15  A year later Mason, like Taney and Legaré before him, concluded that when a recess appointment expired at the end of the Senate’s session, the President could fill the resulting vacancy during the ensuing recess. In reaching that conclusion, Mason reiterated that the recess-appointment power “depends on the happening of vacancies when the Senate is not in session” and said the vacancy at issue was “within the meaning of” the Clause because the happening of the vacancy and the termination of the session had “occurred .” 4 Op. Atty. Gen. 523, 526–527 (1846).

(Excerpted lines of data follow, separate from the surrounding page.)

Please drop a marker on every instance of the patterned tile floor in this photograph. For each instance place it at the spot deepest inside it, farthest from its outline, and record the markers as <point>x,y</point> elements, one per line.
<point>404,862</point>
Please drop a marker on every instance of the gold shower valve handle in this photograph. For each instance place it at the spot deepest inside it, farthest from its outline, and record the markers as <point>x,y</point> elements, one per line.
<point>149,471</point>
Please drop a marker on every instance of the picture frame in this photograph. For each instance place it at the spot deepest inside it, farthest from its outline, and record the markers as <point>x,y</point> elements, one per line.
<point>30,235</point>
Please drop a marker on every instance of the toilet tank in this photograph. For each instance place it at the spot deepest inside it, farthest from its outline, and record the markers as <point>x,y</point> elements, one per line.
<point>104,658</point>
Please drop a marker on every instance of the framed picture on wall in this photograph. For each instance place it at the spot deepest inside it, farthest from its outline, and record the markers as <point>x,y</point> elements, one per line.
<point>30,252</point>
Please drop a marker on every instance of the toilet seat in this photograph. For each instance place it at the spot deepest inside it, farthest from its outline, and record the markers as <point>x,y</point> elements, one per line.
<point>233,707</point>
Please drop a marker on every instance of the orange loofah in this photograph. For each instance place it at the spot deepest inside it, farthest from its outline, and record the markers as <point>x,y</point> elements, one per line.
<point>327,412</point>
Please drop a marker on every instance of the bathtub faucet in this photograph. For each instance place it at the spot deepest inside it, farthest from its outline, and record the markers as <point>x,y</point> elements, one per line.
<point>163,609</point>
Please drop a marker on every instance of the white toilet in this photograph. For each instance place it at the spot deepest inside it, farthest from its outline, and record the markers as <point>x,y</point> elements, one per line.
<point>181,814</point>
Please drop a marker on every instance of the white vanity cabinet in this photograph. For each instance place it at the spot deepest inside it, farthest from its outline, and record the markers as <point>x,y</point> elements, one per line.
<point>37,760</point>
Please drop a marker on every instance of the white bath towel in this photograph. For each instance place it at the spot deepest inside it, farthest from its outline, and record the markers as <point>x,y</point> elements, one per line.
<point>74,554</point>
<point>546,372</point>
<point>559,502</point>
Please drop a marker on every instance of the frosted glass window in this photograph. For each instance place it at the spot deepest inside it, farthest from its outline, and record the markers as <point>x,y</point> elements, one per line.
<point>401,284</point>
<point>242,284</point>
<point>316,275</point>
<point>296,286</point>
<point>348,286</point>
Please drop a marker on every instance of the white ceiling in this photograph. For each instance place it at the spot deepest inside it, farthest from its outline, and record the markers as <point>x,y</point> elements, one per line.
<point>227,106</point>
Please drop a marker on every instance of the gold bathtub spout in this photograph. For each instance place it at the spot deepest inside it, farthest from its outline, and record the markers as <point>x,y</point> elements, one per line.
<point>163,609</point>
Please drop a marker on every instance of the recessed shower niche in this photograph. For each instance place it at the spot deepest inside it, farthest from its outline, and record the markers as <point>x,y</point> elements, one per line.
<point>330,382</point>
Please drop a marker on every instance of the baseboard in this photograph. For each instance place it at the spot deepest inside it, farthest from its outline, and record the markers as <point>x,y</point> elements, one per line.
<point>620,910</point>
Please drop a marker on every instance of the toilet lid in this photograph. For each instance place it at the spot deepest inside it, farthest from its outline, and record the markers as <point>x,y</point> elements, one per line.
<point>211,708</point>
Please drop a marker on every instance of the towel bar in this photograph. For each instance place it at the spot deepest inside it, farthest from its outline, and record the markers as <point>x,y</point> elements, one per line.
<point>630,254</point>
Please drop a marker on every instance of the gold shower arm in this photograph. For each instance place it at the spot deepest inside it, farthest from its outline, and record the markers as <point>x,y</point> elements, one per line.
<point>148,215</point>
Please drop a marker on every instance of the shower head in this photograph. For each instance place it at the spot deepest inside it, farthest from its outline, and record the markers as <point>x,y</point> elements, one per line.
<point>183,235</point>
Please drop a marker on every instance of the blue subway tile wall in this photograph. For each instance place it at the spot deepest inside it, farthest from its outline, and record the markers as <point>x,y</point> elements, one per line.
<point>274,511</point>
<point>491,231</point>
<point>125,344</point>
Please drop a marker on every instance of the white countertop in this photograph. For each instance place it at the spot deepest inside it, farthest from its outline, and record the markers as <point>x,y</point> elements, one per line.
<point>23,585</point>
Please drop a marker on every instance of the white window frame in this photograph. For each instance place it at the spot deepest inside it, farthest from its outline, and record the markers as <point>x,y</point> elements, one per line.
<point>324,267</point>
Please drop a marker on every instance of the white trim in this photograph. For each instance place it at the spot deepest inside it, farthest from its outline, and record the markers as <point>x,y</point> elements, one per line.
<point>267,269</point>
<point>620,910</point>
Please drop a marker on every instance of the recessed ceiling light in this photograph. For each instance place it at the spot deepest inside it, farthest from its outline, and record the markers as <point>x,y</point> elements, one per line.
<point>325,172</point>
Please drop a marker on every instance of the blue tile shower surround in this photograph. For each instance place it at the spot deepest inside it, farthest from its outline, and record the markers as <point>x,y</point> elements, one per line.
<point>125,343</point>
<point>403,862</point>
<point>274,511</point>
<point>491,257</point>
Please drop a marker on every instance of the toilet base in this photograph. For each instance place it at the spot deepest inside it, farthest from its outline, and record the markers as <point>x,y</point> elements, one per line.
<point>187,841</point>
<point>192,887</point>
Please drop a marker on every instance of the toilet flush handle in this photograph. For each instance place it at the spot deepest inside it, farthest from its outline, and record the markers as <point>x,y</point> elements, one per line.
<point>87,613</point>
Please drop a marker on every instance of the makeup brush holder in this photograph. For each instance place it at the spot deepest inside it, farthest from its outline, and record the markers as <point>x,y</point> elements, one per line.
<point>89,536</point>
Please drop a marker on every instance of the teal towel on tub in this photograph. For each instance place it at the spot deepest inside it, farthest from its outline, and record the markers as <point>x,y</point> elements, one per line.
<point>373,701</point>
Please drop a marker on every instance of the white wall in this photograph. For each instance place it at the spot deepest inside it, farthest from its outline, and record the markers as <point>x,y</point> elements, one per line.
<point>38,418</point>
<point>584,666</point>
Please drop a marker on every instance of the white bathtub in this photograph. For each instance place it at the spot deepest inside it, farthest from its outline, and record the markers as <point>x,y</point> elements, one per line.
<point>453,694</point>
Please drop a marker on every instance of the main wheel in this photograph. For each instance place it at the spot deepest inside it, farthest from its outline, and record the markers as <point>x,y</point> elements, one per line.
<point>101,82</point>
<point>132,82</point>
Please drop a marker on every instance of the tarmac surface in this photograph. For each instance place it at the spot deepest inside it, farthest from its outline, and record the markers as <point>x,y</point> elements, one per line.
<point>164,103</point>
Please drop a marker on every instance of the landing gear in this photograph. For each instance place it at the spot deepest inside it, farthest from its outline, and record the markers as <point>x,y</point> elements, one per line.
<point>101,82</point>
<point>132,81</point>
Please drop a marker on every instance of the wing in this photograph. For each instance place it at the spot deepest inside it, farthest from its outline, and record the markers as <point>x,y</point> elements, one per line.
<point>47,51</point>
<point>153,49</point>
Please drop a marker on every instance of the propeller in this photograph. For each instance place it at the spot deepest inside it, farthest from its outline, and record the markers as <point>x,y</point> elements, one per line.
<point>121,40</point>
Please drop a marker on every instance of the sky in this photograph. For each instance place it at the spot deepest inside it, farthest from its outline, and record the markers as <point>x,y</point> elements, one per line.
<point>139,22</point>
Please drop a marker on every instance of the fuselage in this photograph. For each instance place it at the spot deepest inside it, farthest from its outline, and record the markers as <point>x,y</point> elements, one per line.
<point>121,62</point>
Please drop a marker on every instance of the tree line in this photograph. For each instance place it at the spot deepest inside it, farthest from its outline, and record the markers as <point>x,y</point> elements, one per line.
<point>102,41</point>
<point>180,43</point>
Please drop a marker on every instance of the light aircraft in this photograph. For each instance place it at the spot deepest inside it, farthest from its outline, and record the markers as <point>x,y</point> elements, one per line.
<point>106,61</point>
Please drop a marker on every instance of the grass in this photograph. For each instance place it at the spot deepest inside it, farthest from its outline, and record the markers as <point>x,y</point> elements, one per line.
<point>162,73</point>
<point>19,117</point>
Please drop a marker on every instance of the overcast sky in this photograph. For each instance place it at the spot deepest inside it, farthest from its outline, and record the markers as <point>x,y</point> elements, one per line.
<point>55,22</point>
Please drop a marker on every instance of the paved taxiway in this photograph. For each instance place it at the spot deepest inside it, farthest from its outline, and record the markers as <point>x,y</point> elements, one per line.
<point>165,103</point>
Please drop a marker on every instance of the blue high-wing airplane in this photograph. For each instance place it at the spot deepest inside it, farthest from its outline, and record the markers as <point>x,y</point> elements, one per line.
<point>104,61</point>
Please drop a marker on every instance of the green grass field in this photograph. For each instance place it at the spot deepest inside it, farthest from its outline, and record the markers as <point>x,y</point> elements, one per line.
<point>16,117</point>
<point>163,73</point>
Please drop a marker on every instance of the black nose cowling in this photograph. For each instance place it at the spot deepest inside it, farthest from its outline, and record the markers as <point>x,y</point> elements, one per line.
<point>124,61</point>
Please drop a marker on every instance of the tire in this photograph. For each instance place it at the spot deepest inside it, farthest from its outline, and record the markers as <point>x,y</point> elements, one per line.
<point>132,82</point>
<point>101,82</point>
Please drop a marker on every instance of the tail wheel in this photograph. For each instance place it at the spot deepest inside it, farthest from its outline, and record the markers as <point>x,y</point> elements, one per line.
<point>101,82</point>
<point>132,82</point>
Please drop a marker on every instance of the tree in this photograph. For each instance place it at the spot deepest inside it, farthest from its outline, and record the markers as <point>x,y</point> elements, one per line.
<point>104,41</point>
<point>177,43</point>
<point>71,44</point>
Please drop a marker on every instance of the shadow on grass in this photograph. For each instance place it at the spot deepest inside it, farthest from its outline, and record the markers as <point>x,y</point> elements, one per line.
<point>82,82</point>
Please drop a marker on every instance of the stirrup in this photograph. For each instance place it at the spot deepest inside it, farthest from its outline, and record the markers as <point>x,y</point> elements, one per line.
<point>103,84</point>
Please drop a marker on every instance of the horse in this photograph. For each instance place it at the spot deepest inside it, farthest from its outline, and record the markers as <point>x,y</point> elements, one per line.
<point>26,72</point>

16  In the early 20th century, some Senators acceded to the majority’s reading of the Clause, as the majority is eager to point out, at 31. In 1904, Senator Tillman allowed that “the Senate ha[d] acquiesced” in the President’s use of the recess-appointment power to fill pre-existing vacancies, 38 Cong. Rec. 1606, though he also quoted at length from the 1863 Judiciary Committee report and said he did “not see how anybody can find any argument to controvert the position [the report] takes,” at 1608. And in 1916, Senators Robinson and Sutherland accepted the majority’s reading without analysis. 53 Cong. Rec. 4298. The reader can decide whether those statements by three Senators justify the assertion that the Senate “abandoned its hostility” to the broad reading, at 31.
17  The majority also notes that many of the recess appointments identified by the Solicitor General were made “within two weeks of the beginning of the recess,” which, according to the majority, “strongly suggests that many of the vacancies initially arose prior to the recess.” at 29. The inference is unwarranted, since there are many circumstances other than random chance that could cause a vacancy to arise early in the recess: For example, the prior officeholder may have been another recess appointee whose commission expired at the end of the Senate’s session, or he may have waited until the recess to resign so that his successor could be compensated without violating the Pay Act. In any event, the overwhelming majority of the intra-session recess appointments on the Solicitor General’s list occurred after 1945 and do not shed light on earlier practices.